April sales tax figures for Rifle healthier

Total sales, use, and lodging tax revenues in Rifle for the first four months of the year, through April 30, was $2.7 million, a 5 percent increase from the previous year’s $2.6 million, according to city figures.

Sales tax revenues were $2.4 million and 2 percent higher than the previous year’s $2.3 million. Building and motor vehicle use tax revenues were $282,000, a 36 percent increase from the previous year’s $208,000.

Lodging tax revenues were more than $28,000 and 6 percent lower than last year’s $30,000.

Rifle Finance Director Charles Kelty answered four questions by email about the April numbers:

1) How would you characterize this month’s revenues? Can you identify any factors that led to this outcome?

Overall, I was pleased there was a 5 percent increase in the sales, use and lodging tax revenues. Sales tax revenues increased 2 percent year-to-date.

The following categories experienced increases during April: Car parts and sales 3 percent; food 15 percent; general retail 2 percent; oil and gas 28 percent; leasing 18 percent; and utilities 15 percent. The following categories experienced decreases during the month: Bars and restaurants 1 percent; hardware 57 percent; liquor stores 2 percent; and motels 14 percent. Basically, April was similar to March with the exception of the food category. I was pleasantly surprised to see a 15 percent increase in the food category. I suspect part of this increase may be due to the new City Market gas station. Lower gas prices could be encouraging residents to shop locally.

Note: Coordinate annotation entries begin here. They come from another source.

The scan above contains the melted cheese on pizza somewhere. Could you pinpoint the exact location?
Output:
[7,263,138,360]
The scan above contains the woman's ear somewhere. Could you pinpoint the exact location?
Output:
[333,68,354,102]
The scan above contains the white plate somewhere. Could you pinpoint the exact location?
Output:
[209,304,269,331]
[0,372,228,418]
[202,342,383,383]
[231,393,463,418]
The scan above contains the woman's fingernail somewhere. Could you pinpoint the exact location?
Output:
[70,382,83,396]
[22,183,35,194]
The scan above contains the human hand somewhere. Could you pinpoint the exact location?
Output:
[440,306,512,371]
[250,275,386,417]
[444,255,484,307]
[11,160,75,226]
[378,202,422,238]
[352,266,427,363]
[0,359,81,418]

Building and motor vehicle use taxes increased 36 percent year-to-date. Unfortunately, lodging taxes decreased 6 percent from the same period from last year.

2) Did any categories surprise you? If so, explain.

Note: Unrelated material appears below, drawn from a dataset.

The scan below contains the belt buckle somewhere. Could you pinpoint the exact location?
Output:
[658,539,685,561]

The main surprise was the food category. As mentioned previously, lower gas prices may be encouraging city and county residents to do more of their shopping locally. I am also surprised motel sales tax and motel lodging tax revenues continue to decline. The decline of the oil and gas industry continues to hurt the lodging industry.

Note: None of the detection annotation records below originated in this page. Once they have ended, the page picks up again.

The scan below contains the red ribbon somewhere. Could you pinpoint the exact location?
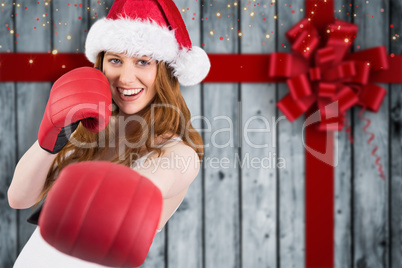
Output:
[0,0,402,267]
[268,19,389,130]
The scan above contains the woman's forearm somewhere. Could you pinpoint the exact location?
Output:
[8,141,57,209]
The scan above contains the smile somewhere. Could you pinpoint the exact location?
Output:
[117,87,144,96]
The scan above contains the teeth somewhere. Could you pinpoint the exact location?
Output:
[119,88,142,96]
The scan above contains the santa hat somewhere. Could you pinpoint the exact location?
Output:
[85,0,211,86]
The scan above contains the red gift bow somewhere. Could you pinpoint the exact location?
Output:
[268,19,389,131]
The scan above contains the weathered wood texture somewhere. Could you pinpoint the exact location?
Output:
[15,1,53,251]
[202,0,241,268]
[388,0,402,267]
[165,0,204,268]
[0,0,402,268]
[352,0,390,267]
[238,1,278,267]
[334,0,353,268]
[0,1,18,267]
[274,1,305,267]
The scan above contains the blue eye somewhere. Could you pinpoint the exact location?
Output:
[138,60,151,66]
[109,59,121,64]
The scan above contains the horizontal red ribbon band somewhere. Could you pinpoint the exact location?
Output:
[0,53,402,83]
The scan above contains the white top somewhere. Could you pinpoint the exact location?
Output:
[13,137,182,268]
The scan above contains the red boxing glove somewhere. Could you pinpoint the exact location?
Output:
[38,67,112,154]
[39,161,163,267]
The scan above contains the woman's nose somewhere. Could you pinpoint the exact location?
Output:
[120,64,137,85]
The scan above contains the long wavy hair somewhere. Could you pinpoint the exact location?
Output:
[38,52,204,203]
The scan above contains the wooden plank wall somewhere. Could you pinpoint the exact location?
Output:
[0,0,402,268]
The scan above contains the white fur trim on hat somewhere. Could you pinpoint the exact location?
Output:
[85,18,179,63]
[85,18,211,86]
[171,46,211,86]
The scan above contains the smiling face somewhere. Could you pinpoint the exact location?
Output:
[103,52,157,116]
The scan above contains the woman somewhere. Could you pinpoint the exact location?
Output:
[8,0,210,267]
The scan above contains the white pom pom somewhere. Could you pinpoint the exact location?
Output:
[170,46,211,86]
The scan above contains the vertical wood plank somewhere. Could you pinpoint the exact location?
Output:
[0,0,18,267]
[275,1,305,268]
[202,0,241,268]
[15,0,52,251]
[239,1,278,267]
[334,0,353,268]
[353,0,389,267]
[165,0,203,268]
[389,0,402,267]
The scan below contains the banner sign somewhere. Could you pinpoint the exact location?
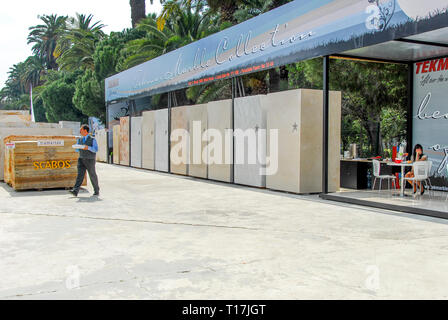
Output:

3) Where does this leave the city in terms of revenue received vs. budgeted? Where do expenses stand (include a few numbers)?

Sales and use tax revenues help fund services provided by the general, street improvement, and parks and recreation funds. Below are a few excerpts for the April 2014 financial report I provided City Council earlier this month:

General fund revenues – Total revenues are more than $2.5 million, compared to the prior year’s $2.3 million and nearly $260,000 and 11 percent higher. General fund expenditures – Total expenditures are $2.5 million, compared to last year’s $2.4 million and $110,000, or 5 percent, higher.

Parks & recreation fund revenues – Total revenues are almost $770,000, compared to last year’s $743,000 and about $27,000 and 4 percent lower. Expenditures are $454,000, compared to the prior year’s $559,000 and $104,000 and 19 percent less.

Additionally, the street improvement fund revenues were over $467,000, compared to the prior year’s $443,000 and close to $25,000 and 6 percent higher. Expenditures were $76,000, compared to last year’s $156,000 and $79,000 and 51 percent less.

4) Any thoughts on next month? How’s your crystal ball?

Frankly, I am anticipating May sales taxes coming in higher than last year. Of course, I won’t have those figures until the end of June, but based on what I saw in April, it looks like May could be a good month. Unfortunately, I am not expecting to see any kind of increase in the lodging industry, but I’m hopeful this summer will be a good tourist season, especially since the New Ute Events Center is officially open for business.